The other theme on this record is the midwest. Case did live in Chicago for a while, but she's not really a native. It is therefore somewhat remarkable that she nails the plains sound. After all, the swath from Michigan to Texas is also known as tornado alley, and this record is like a tornado--strangely and terrifyingly beautiful. This is the midwest of John Dillinger, In Cold Blood, and Virgil Starkweather, not Grant Wood. Consider the opening of "The Pharaohs:" "We were married in the mirrored hall when I was sixteen/You spoke the words 'I love girls in white leather jackets'/That was good enough for me." Or the masterpiece of this record, "Prison Girls," which is like a Cormac McCarthy novel set to music: "Who am I tonight?/My hotel room won't remember me/From darkness enter prison girls/Pushing mops and kicking pails/Now's my chance, I clasp my chest/And declare unto my audience/'I love your long shadows and your gunpowder eyes.'" These lyrics are accompanied by a sinister guitar riff by Paul Rigby. Brilliant.

Musically, Case continues to break away from her alt-country tag. Frankly, I can't think of what to call her style, it's somewhat unto itself. Her voice is singular. She likens it to a siren; I'm reminded of the sound those tubes that are swung in arcs make. She would make a great Annie Oakley in Annie Get Your Gun.

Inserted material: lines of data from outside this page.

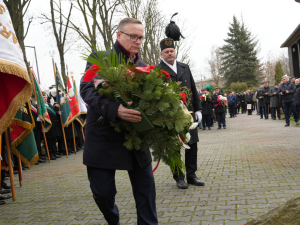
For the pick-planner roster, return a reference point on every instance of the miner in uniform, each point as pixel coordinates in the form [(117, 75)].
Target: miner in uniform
[(180, 72)]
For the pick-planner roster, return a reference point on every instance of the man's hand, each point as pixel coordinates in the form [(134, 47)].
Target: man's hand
[(129, 115)]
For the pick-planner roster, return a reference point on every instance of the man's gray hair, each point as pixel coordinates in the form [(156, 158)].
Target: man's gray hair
[(125, 21)]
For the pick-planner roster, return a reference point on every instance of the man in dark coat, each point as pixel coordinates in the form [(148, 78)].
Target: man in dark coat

Neko Case is a wonderful original, and this album has grown on me and won't leave. And that's a good thing. I do however, question her putting a thirty-minute plus track at the end that is only the sound of crickets chirping. I'm not sure if this is to mess up those who would play it on a shuffle mode, or maybe it's for those who are listening to the record before they go to sleep, and the track serves as white noise to help them nod off. And how fucking cool is that album cover?